症状の確認:どう崩れているかを見る
スマホでの崩れ方にはいくつかパターンがあります。全体が極端に縮小されて文字が小さい、横スクロールが発生して右側がはみ出す、要素が重なって読めない、などです。どのパターンかで原因の見当がつきます。
実機がない場合は、パソコンの開発者ツールにあるデバイス表示の切り替え機能を使うと、スマホ幅での見え方を確認できます。まずはこれで再現するか試しましょう。
よくある原因:viewport未指定と固定幅
もっとも多いのは、HTMLにviewportの指定がないケースです。これがないとスマホはパソコン向けの幅でページを表示しようとし、全体が縮小されて文字が読みにくくなります。
次に多いのが、ピクセル単位の固定幅を指定している要素や、大きな画像、長い文字列が画面幅を超えてしまうケースです。これらが横スクロールやはみ出しの原因になります。
- viewportのメタタグが指定されていない
- 固定幅の指定が画面幅を超えている
- 画像に最大幅の指定がなく大きいまま表示される
- 横並びの要素が折り返さず詰め込まれている
症状別チェック表
スマホだけ表示が崩れるときは、症状を分けずに直そうとすると原因探しが長引きます。まず「自分だけで起きるのか」「全員で起きるのか」「特定ブラウザだけか」「差し替え後だけか」を切り分けます。

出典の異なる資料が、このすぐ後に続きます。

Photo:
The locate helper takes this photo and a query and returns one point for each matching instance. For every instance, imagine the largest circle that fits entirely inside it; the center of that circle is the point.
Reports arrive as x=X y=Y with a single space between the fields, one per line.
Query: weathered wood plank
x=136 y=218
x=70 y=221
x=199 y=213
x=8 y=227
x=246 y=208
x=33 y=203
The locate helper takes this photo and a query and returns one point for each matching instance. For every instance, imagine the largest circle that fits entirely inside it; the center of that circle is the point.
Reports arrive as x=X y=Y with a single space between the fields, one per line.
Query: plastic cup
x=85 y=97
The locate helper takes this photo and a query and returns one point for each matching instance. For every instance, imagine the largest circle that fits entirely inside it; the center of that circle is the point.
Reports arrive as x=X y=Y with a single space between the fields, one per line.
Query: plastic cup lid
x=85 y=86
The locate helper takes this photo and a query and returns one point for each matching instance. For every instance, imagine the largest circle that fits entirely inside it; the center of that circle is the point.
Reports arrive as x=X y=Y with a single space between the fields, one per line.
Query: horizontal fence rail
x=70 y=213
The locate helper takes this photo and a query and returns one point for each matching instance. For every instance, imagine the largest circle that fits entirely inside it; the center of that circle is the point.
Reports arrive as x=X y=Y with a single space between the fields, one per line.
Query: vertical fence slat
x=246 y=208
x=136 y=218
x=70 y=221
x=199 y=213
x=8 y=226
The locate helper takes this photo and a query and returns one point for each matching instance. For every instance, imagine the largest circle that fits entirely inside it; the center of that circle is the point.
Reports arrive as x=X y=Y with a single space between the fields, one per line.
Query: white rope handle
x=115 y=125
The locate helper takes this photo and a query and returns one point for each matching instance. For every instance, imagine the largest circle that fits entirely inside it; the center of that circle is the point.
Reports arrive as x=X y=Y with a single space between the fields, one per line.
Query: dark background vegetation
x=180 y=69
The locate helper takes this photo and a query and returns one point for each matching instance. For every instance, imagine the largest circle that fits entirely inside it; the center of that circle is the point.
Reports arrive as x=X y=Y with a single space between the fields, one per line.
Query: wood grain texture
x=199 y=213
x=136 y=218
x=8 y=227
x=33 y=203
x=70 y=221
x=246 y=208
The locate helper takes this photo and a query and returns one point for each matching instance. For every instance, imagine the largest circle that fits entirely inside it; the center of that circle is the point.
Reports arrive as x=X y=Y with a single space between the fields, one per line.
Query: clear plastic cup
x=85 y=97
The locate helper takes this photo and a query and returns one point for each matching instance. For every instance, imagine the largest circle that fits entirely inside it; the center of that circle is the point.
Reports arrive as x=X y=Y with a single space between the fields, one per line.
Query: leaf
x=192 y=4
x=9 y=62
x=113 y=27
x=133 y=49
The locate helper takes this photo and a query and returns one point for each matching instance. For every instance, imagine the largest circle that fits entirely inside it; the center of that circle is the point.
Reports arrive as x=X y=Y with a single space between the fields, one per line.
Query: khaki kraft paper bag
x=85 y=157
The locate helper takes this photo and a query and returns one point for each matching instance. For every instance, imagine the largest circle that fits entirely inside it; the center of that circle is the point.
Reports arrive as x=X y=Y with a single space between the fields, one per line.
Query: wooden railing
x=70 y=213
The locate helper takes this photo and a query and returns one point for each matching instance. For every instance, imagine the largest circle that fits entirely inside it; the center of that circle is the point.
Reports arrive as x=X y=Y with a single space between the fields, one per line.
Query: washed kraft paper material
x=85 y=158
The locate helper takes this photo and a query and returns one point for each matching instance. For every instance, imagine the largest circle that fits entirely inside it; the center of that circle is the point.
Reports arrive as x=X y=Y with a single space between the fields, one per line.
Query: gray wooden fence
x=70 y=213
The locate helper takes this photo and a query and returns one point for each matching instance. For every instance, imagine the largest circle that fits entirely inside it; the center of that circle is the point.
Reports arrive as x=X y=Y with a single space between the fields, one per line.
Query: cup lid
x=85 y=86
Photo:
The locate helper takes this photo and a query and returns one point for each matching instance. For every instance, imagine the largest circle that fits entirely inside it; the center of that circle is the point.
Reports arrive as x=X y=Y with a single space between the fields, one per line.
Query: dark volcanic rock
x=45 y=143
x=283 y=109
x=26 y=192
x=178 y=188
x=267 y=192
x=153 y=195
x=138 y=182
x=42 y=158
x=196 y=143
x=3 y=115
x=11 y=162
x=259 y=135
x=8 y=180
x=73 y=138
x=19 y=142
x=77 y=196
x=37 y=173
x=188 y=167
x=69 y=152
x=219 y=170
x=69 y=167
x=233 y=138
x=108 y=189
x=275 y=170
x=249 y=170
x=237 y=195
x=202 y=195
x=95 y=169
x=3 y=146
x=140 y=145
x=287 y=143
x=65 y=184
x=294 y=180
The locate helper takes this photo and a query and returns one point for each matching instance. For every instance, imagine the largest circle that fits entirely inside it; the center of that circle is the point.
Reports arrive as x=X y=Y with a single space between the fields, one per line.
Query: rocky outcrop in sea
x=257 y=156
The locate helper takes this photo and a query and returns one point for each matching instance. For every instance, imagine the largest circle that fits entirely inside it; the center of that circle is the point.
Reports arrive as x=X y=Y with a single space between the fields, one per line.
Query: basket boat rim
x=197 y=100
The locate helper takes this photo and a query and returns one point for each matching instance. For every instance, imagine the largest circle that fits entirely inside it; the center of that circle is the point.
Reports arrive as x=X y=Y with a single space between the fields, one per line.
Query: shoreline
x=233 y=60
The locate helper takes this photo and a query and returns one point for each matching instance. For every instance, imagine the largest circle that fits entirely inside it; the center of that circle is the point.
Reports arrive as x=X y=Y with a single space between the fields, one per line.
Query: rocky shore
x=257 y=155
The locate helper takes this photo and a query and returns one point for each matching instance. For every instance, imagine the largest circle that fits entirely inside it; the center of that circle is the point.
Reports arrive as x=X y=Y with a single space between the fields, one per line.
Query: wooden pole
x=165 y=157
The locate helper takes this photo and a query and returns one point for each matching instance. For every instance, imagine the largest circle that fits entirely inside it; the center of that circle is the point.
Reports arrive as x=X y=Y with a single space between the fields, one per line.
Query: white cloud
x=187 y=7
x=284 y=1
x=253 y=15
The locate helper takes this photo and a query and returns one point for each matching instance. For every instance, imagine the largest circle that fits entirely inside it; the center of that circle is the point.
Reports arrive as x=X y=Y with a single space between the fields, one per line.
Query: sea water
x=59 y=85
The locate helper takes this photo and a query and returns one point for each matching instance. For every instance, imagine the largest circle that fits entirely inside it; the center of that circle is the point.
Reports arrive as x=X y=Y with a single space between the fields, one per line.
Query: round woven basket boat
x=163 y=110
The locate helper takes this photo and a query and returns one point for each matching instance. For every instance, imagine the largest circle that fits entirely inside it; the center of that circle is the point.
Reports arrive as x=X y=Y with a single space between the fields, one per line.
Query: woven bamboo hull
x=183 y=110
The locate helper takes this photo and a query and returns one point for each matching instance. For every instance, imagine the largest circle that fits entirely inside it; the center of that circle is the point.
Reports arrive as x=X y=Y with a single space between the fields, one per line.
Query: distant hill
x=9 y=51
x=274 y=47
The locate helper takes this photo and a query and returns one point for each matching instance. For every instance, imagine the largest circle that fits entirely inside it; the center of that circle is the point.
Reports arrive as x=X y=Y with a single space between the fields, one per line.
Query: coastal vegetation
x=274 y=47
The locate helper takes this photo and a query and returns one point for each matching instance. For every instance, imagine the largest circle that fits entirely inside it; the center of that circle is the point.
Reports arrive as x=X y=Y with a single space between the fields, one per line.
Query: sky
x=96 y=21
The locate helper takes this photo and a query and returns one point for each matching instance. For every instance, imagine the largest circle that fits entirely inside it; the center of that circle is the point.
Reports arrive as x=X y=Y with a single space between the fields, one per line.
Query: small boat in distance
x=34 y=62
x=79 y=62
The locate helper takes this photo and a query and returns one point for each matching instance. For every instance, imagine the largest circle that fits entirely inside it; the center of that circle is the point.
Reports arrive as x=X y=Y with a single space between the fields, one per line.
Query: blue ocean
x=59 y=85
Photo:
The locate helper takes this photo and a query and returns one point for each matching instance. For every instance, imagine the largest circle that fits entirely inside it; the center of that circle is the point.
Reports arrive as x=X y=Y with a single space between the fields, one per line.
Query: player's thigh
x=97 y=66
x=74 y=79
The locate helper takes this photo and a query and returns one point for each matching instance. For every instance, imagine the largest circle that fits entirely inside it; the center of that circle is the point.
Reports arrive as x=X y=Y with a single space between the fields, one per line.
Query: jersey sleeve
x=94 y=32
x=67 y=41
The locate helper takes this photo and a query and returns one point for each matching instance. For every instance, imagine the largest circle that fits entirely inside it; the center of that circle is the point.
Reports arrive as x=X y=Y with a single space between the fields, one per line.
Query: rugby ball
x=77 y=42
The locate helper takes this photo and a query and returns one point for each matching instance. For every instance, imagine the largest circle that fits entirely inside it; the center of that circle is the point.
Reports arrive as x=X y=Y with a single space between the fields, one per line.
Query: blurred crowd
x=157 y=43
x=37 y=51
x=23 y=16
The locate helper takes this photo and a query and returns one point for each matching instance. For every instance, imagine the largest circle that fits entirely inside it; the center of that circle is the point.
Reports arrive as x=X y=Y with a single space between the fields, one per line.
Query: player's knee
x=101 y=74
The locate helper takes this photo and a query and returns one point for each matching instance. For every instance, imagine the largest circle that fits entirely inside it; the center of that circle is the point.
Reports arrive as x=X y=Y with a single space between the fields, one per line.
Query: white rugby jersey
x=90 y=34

確認順序を固定すると、相対パス、ファイル名、キャッシュ、認証、外部読み込みのどこで止まっているかが見えます。修正後はローカル確認だけで終わらせず、実際の共有URLで再表示して、相手と同じ条件で直ったことを確認します。
- 自分だけ表示されない: キャッシュ、ログイン状態、ブラウザ拡張、端末幅を確認する
- 全員で表示されない: ファイル構成、相対パス、大文字小文字、アップロード漏れを見る
- 一部だけ崩れる: CSS/画像/JSごとに読み込みエラーを分ける
- 差し替え後だけ古い: URL、キャッシュ、更新対象ファイルの取り違えを確認する
自分でできる確認:デバイス表示で再現する
開発者ツールのデバイス表示でスマホ幅に切り替え、崩れが再現するか確認します。再現したら、はみ出している要素を選択して、その幅や余白の指定を調べます。
横スクロールが出る場合は、画面幅を超えている要素を探すのが近道です。固定幅や大きな画像が原因であることが多いので、それらの幅指定を見直します。
ギガサイト便での対処手順
原因の多くはHTMLとCSSの作り方にあるため、修正したファイルをZIPにまとめて差し替えるのが基本の流れです。ギガサイト便なら同じURLのまま中身を入れ替えられるので、共有先に再送せずに直せます。
以下の手順で対応してください。
- HTMLのhead内にviewportのメタタグを追加する
- 固定幅の指定を画面幅に応じて伸縮する形に見直す
- 画像に最大幅100パーセントの指定を入れる
- 横並び要素が狭い画面で折り返すよう調整する
- 修正したファイルをまとめてZIPに圧縮する
- ギガサイト便で同じURLに差し替えて公開し、スマホで確認する
予防:作る段階でスマホ幅を確認する
再発を防ぐには、最初からviewportを指定し、幅は固定値ではなく画面に応じて伸縮する形で作るのが有効です。画像にも最大幅の指定を入れておけば、はみ出しを防げます。
公開前に開発者ツールのデバイス表示でスマホ幅を確認し、横スクロールが出ないことをチェックしてからZIP化すると、共有先での崩れをほぼ防げます。可能なら実機でも一度確認しておくと安心です。
よくある質問
スマホで全体が小さく表示されます。
HTMLにviewportのメタタグがない場合に起こりやすい症状です。head内にviewportの指定を追加すると、スマホでも適切な幅で表示されるようになります。
スマホで横スクロールが出てしまいます。
画面幅を超える固定幅の要素や大きな画像が原因のことが多いです。開発者ツールのデバイス表示ではみ出している要素を探し、幅指定を見直すか画像に最大幅を設定してください。
実機がなくてもスマホ表示を確認できますか。
パソコンの開発者ツールにあるデバイス表示の切り替え機能で、スマホ幅での見え方を確認できます。完全ではありませんが、崩れの再現と原因の特定には十分役立ちます。
修正したらURLは変わりますか。
ギガサイト便は同じURLのまま中身を差し替えられます。スマホ向けに直したファイルをZIPで再アップロードすれば、共有相手にURLを送り直す必要はありません。
原因が分からないときはどこから確認すべきですか?
まず自分だけの問題か全員の問題かを分けます。次にシークレットウィンドウ、別ブラウザ、スマホで確認し、ファイル構成・相対パス・キャッシュ・認証設定を順に見ます。